Why is the movie Nebraska shot in black & white? What theme does it resemble in this movie?
2 Answers
From Wikipedia:
The film was shot in black and white because Payne said he wanted to produce an "iconic, archetypal look". According to cinematographer Phedon Papamichael, the choice was to use "the poetic power of the black and white in combination with these landscapes and of course the landscapes are playing a huge role in this story". The choice of black and white was made against distributor Paramount Vantage's wishes. The film was shot with Arri Alexa digital cameras and Panavision C-Series anamorphic lenses.
Payne has claimed that a color version was created in an effort to satisfy distributor Paramount Vantage's concerns, but that he hopes no one ever sees it.
From a different interview:
At the press conference afterward, you’d better believe that the first question to Payne is the one that wary marketing executives must have asked him, too: “Why black and white?”
“I wasn’t expecting that question at all,” Payne replied dryly.
But the director of Election and Sideways is no dummy, and if he didn’t already have an answer prepared for a question he’s bound to be asked until Nebraska’s November release date — and beyond — he still managed an erudite response on the fly. “It just seemed like the right thing to do for this film,” he said. “It’s such a beautiful form, and it’s really left our cinema because of commercial, not artistic, reasons; it never left fine-art photography. This modest, austere story seemed to lend itself to being made in black and white, a visual style perhaps as austere as the lives of its people.”
And one final interview:
You’ve said that there is a color version that you made for Paramount, but you “hope no one ever sees it.” I couldn’t agree more with that. Black and white fits this film perfectly. What is it about the iconic black and white image that color just can’t deliver?
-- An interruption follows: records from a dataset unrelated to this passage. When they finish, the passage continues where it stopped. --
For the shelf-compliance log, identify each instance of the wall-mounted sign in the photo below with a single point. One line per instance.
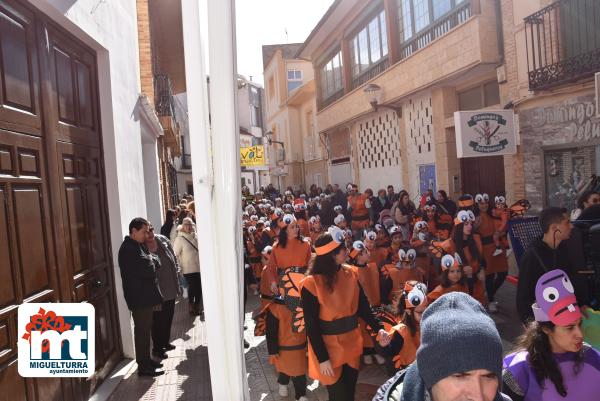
(485, 133)
(252, 156)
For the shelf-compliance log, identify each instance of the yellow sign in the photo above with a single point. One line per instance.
(252, 156)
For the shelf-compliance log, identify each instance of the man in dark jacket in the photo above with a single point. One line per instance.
(140, 288)
(545, 254)
(460, 357)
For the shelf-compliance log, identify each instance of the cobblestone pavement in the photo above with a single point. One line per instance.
(187, 374)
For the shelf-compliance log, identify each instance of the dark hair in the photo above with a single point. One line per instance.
(325, 264)
(584, 197)
(445, 281)
(138, 223)
(461, 243)
(551, 215)
(282, 237)
(408, 318)
(535, 341)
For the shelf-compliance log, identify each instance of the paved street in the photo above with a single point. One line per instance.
(187, 373)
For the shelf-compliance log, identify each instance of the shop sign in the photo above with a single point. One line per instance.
(252, 156)
(485, 133)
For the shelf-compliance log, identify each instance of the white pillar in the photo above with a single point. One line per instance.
(216, 172)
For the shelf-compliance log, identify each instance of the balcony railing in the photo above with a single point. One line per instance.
(439, 28)
(163, 95)
(371, 73)
(186, 161)
(563, 43)
(330, 99)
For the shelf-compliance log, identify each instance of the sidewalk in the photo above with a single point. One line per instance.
(187, 375)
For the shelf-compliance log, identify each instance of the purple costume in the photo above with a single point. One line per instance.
(555, 302)
(585, 385)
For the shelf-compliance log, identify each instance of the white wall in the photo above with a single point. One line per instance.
(110, 28)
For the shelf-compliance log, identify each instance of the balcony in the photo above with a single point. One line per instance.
(165, 110)
(186, 161)
(563, 43)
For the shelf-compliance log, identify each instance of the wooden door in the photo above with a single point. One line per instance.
(483, 175)
(54, 243)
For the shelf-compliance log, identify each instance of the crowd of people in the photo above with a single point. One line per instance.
(155, 270)
(349, 275)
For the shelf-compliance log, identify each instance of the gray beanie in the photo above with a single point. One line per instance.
(457, 335)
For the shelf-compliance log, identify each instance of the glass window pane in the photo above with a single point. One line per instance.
(363, 45)
(470, 99)
(406, 21)
(374, 40)
(383, 33)
(491, 94)
(441, 7)
(421, 8)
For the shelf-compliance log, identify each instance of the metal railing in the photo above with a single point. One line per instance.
(440, 27)
(371, 73)
(563, 43)
(163, 95)
(186, 161)
(330, 99)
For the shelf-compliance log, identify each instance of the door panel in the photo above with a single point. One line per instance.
(19, 76)
(483, 175)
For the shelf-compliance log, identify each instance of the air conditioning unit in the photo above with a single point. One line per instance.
(597, 76)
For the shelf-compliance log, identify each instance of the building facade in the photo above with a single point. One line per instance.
(552, 50)
(297, 151)
(389, 76)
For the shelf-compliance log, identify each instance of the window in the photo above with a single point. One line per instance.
(416, 15)
(271, 87)
(481, 96)
(330, 76)
(294, 79)
(369, 46)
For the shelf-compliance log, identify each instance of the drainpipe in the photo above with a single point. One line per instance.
(216, 171)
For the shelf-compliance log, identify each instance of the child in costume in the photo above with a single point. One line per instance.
(368, 277)
(394, 276)
(552, 363)
(406, 336)
(452, 278)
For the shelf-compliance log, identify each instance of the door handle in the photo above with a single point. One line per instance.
(98, 284)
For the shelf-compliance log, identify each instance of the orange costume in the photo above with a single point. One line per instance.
(368, 277)
(394, 278)
(478, 291)
(487, 227)
(360, 213)
(287, 349)
(439, 291)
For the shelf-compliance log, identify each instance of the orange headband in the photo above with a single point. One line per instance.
(328, 247)
(466, 203)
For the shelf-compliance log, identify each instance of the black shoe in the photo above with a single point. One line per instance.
(159, 354)
(149, 371)
(155, 364)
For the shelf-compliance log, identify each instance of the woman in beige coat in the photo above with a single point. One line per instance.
(186, 250)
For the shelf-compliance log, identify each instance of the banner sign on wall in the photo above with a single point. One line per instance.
(252, 156)
(485, 133)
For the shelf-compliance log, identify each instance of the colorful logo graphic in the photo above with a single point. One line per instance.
(56, 340)
(489, 127)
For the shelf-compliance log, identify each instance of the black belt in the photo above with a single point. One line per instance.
(292, 269)
(339, 326)
(487, 240)
(292, 347)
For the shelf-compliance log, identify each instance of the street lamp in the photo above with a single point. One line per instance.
(374, 95)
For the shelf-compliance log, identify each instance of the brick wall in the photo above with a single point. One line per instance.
(145, 48)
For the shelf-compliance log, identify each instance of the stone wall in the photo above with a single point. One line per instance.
(569, 123)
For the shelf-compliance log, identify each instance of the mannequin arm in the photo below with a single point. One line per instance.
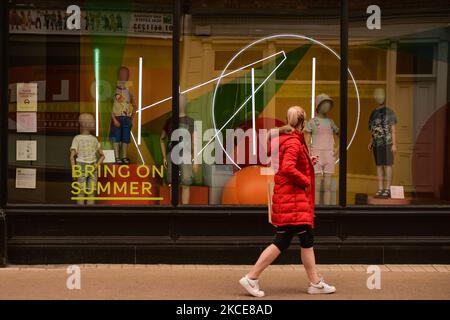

I think in an age when the recording of visual information digitally is making the image more and more faithful to reality—how it really looks in real life and even realer to an extent—people lose themselves more in a recorded image than they do amidst real life. So in an age where the image on television with HDTV, 4K, and all these other formats of digital images are so clear, we don’t want that from art. We want art to transform our perception of reality. We want to see the recognizable in a new way, which actually makes you look at it. And, with some luck, it also gives it some beauty or vividness, and I think black and white is a perfectly good medium to do that. Let’s not forget as well that our great cinematic heritage is largely in black and white. It’s nothing new and it never left fine art photography.
The use of Arri Alexa and panavision lenses looks like it was not supported by a lot of lighting to give the film a cinematic style - as a result black and white takes away a lot of the distractions such as noise and varying color temperatures generated by a digital image capture in multiple locations and available light.
The choice I am sure is also creative and considered - but it does allow for a cheaper and faster shooting schedule - it also reduces costs in post production as the only areas that have to be manipulated in image are contrast and exposure once saturation is reduced to nothing.